No, no, no: manslaughter prision sentences for those who choose without real proven need to get a vehicle which is much more dangerous for pedestrians/cyclists and then end up killing a pedestrian/cyclist.
If I went around running on the sidewalk holding a fucking spear (properly sharpenned) in front of me pointing forward, with no care in the World (for no reason other than wanting to look manly), and ended up goring and killing somebody with it, I would be fucking rotting in jail for it and rightly so, so the exact same logic should apply to people who knowingly choose the vehicular option most dangerous to others and then use it without "due care and attention".
(PS: Sorry for the foul language, but the double standards of the Law on this versus every other single situation out there were people knowingly endanger the life of others with no need, really anger me).
They’ve been doing this talking about e-bike fatalities non-stop. “E-bikes are dangerous…. 42 people died on e-bikes…” they cite the statistics, but never mention how many of those people were ran over by assholes who don’t respect the danger of their cars.
To be fair calling it just a “crash” implies car vs car so calling it a “bike crash” conveys more i formation but makes it seem like only bikes were involved.
I think you're reaching for something to be angry on this one. I read the title as "[car] crash [involving a] bike". Shorthand is not at all uncommon in headlines, which need to be snappy. They're not trying to frame the incident as caused by the bike or anything.
I am a bit lost, the articles title is "Driver faces hit-run homicide in Marion County bike crash". This seems to not put any blame on the cyclist. It seems much like any time a car hits and kills something, what am I missing?
Some people get upset about the emphasis on the victim's vehicle. Title ends with: "Media calls it a 'bike crash'." They seem to imply the title implied the bike was at fault. Victim blaming.
Other people disagree and see the inclusion of "bike" as useful information, to differentiate from car-to-car crashes.
I meant as the tone of the article, this post was about the media miss handling the homicide.
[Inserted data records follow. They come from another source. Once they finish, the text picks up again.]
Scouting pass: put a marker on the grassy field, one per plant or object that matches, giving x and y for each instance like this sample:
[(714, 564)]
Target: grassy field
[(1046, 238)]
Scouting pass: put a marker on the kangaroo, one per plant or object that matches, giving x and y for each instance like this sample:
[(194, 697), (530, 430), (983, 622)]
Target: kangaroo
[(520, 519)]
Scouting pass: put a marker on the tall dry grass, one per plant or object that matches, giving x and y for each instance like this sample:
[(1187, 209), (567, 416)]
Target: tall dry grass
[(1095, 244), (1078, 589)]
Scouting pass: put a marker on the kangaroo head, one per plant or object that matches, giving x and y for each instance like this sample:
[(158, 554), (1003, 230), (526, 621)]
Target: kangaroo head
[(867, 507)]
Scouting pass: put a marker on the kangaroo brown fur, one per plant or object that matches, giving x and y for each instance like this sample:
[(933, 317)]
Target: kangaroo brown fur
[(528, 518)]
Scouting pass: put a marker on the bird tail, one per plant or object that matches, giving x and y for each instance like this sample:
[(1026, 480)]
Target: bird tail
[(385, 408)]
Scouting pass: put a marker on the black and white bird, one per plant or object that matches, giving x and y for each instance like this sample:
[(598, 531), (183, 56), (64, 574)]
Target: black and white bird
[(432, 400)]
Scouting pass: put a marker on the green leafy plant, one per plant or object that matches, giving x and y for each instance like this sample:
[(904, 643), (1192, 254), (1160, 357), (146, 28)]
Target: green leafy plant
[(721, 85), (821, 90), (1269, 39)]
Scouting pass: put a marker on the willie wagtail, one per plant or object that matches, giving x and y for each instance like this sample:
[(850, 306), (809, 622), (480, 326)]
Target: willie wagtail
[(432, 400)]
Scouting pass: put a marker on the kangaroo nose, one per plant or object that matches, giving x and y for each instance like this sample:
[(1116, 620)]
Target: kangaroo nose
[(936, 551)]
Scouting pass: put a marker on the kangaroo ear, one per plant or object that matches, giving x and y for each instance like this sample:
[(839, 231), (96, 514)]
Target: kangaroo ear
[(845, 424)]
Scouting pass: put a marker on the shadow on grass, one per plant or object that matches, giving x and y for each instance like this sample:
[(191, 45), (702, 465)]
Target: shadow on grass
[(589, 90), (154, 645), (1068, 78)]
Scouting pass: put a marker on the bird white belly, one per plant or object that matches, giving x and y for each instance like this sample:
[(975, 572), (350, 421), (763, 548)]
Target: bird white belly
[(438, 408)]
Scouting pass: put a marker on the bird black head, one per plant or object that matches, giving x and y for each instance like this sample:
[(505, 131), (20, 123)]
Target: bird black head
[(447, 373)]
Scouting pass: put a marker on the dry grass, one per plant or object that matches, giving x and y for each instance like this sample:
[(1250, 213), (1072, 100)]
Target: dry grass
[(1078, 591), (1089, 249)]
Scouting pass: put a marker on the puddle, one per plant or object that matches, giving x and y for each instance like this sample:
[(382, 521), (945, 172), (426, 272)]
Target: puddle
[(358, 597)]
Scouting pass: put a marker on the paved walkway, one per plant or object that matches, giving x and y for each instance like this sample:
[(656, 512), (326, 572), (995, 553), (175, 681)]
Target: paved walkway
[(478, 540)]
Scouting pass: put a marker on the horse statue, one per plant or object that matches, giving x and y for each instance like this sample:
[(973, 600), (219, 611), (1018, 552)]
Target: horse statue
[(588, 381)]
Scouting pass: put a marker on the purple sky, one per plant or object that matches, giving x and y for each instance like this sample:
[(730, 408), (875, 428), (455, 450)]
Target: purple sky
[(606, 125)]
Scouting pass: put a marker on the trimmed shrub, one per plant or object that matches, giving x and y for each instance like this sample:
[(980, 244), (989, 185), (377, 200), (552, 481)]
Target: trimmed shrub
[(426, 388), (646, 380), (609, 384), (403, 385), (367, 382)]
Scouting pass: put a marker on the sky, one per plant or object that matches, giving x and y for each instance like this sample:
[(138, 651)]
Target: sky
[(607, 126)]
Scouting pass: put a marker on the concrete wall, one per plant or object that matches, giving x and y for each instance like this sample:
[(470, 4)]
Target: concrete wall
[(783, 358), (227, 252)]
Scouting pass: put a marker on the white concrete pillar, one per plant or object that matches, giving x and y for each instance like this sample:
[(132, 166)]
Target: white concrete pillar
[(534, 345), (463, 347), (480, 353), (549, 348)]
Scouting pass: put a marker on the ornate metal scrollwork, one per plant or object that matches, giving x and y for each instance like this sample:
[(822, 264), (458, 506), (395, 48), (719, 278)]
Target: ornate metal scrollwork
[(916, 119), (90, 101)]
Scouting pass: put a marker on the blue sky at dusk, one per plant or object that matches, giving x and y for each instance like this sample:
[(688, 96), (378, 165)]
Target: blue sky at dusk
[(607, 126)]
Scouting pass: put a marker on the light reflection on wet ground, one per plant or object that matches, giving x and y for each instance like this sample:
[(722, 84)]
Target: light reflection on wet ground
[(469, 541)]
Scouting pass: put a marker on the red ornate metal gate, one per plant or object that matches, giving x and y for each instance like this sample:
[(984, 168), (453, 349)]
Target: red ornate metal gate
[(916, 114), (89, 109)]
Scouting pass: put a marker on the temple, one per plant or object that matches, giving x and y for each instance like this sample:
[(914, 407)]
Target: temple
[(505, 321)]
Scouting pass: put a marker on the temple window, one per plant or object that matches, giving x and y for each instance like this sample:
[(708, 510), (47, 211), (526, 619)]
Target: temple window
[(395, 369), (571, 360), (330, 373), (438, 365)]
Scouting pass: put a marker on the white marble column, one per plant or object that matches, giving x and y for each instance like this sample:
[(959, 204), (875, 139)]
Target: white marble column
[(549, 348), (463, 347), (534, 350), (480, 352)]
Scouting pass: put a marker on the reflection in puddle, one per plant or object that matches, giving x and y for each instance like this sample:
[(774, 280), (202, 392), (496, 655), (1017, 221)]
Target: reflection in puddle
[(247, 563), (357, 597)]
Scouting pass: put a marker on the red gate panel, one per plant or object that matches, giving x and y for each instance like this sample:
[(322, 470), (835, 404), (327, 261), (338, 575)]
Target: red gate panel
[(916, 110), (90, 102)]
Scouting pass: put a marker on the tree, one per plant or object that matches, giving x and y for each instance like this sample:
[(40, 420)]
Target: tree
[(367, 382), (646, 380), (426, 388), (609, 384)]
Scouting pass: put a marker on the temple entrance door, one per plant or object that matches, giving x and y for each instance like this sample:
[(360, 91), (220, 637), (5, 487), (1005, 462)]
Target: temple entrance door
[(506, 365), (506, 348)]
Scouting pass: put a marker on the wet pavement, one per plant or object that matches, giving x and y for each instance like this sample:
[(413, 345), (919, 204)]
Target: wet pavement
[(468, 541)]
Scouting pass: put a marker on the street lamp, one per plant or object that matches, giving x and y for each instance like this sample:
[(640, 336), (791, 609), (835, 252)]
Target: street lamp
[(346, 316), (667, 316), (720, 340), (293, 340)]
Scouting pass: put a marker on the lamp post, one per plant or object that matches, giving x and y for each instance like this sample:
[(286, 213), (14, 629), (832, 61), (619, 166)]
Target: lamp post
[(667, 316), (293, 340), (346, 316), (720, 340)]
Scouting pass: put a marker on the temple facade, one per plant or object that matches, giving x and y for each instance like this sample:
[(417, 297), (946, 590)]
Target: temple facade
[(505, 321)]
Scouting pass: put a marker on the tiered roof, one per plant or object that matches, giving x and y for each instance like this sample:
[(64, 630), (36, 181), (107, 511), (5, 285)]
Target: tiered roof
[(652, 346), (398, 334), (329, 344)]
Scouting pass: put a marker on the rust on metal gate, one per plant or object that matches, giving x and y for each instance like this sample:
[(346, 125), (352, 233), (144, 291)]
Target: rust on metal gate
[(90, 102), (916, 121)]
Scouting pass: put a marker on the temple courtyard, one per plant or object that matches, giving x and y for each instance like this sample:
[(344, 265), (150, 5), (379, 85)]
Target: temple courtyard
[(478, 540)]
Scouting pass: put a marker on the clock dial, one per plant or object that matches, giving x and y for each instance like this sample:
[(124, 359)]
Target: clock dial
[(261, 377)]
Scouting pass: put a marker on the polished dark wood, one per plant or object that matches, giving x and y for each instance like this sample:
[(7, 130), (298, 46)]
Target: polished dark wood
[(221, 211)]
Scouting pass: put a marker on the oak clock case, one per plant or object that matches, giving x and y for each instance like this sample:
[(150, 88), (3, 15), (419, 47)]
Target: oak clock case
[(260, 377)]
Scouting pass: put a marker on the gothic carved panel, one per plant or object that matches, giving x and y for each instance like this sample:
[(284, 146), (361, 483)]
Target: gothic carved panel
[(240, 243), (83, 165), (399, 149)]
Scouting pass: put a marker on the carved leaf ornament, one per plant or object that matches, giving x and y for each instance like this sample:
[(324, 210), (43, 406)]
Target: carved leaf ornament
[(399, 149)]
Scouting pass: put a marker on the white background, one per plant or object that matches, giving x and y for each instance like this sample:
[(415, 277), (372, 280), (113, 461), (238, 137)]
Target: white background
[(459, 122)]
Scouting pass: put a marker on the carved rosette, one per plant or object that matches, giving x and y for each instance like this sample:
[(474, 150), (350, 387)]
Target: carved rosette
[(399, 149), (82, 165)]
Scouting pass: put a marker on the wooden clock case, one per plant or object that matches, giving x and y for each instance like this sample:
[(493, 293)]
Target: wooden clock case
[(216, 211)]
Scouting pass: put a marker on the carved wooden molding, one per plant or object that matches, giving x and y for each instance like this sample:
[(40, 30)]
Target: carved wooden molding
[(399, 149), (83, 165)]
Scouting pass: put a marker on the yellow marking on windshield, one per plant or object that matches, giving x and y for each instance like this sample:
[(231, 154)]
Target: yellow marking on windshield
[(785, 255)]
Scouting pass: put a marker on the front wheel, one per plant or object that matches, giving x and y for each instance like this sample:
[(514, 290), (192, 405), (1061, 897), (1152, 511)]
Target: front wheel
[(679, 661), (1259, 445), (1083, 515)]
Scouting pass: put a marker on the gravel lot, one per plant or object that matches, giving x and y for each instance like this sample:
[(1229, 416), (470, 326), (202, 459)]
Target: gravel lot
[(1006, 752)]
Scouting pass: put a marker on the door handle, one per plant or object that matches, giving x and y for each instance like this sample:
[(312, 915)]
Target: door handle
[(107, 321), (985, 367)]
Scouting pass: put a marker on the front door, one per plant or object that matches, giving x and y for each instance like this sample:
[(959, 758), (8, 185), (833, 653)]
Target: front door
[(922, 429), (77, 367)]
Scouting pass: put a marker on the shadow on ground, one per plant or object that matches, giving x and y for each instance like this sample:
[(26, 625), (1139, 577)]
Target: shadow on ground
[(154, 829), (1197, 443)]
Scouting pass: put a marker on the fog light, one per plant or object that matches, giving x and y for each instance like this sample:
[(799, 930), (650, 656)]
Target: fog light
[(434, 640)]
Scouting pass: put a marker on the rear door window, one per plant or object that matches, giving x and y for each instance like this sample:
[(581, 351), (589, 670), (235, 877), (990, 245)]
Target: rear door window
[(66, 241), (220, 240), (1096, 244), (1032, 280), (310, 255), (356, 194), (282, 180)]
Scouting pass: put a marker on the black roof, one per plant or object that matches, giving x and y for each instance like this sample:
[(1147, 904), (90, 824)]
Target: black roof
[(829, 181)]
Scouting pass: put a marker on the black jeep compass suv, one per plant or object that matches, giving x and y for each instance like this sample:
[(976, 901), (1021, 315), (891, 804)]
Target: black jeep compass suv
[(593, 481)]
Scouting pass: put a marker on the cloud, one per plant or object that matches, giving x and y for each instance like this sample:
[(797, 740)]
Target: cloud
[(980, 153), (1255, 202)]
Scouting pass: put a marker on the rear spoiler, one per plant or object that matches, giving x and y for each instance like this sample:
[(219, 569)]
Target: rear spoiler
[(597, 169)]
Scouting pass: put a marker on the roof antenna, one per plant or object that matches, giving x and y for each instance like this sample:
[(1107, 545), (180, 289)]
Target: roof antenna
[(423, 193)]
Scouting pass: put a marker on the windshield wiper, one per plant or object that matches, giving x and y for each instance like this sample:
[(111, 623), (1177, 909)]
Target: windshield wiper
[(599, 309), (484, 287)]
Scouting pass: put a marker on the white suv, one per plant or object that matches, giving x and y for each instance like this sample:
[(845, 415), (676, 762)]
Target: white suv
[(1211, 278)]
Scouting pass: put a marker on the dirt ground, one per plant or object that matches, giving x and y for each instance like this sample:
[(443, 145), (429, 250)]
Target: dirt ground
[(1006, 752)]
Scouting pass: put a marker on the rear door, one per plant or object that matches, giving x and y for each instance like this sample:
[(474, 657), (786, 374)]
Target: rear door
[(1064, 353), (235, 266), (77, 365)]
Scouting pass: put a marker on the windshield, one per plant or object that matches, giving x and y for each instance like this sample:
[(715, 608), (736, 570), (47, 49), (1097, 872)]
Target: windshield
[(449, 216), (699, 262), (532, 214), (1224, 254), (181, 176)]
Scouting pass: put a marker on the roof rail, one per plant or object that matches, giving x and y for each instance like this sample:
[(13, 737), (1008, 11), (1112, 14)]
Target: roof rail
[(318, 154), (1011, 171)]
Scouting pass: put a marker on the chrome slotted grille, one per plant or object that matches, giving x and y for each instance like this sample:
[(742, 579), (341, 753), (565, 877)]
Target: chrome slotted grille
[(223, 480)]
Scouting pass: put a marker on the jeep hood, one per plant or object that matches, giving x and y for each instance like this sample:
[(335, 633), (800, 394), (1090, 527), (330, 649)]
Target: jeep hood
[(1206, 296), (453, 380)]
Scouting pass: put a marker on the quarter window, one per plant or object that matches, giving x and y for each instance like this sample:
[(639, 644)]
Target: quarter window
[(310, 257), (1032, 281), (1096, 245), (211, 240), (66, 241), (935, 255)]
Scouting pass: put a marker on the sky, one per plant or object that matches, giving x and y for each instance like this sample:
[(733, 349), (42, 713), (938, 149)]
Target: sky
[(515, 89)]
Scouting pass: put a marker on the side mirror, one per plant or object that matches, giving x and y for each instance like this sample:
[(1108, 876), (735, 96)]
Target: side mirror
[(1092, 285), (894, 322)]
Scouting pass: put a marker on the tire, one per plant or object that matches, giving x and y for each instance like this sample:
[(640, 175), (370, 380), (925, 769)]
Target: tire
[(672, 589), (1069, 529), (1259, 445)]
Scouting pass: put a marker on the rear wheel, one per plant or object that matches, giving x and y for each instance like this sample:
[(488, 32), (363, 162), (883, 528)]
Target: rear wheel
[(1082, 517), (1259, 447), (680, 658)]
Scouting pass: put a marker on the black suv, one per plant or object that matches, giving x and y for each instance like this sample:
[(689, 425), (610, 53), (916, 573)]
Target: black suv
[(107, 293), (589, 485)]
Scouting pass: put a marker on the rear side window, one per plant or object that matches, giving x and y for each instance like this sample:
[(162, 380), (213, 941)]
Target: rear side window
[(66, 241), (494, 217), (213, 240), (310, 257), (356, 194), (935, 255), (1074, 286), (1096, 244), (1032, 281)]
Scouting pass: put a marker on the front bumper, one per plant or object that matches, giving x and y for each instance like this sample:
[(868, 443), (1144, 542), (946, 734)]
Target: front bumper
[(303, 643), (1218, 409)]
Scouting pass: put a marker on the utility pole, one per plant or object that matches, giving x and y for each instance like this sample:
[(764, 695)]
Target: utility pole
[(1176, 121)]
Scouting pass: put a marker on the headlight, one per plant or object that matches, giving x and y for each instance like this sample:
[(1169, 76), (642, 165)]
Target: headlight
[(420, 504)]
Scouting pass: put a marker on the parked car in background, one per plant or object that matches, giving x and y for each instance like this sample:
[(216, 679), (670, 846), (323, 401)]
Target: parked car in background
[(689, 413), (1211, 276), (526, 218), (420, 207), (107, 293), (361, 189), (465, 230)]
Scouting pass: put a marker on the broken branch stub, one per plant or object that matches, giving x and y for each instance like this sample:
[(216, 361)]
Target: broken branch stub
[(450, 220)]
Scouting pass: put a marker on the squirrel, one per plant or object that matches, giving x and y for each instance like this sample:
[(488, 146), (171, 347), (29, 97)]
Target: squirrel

I thought it was a good no punches pulled short write up, hence "what am I missing".
Just after 7 p.m. Saturday, police say they responded to the collision in Marion County on Hwy 64 near milepost 5. According to investigators, the bicyclist, Harley Austin, 42, was riding south in the bike lane on Hwy 164 through the intersection of Talbot Rd SE when Hammons, who was driving a Dodge Ram 3500, turned onto the highway and collided with Austin.
Why is there a bike lane on a highway?
To be clear, I'm not taking the side of the driver. Fuck people with unnecessarily huge vehicles. I side with cyclists almost 100% of the time. But this just sounds unsafe.
To me, a highway means speeds in excess of 50mph. That isn't a place where we should have a body unprotected sharing the road.
In some rural areas, the "highway" is literally the only way to get from point A to point B. Many businesses and homes are directly on the highway. It's not the same as Interstate 5 which is a few miles west of there.
Unlike a freeway, which has bigger speed limits, a highway is just any road designed for high traffic. It still has intersections, traffic lights, and driveways into properties.
There may be dodge ram drivers that aren't pricks, but the majority of them are pricks. My neighbor just acquired a Dodge ram to add validity to this equation. He was pressure washing it before sun was through the windows on a Monday morning.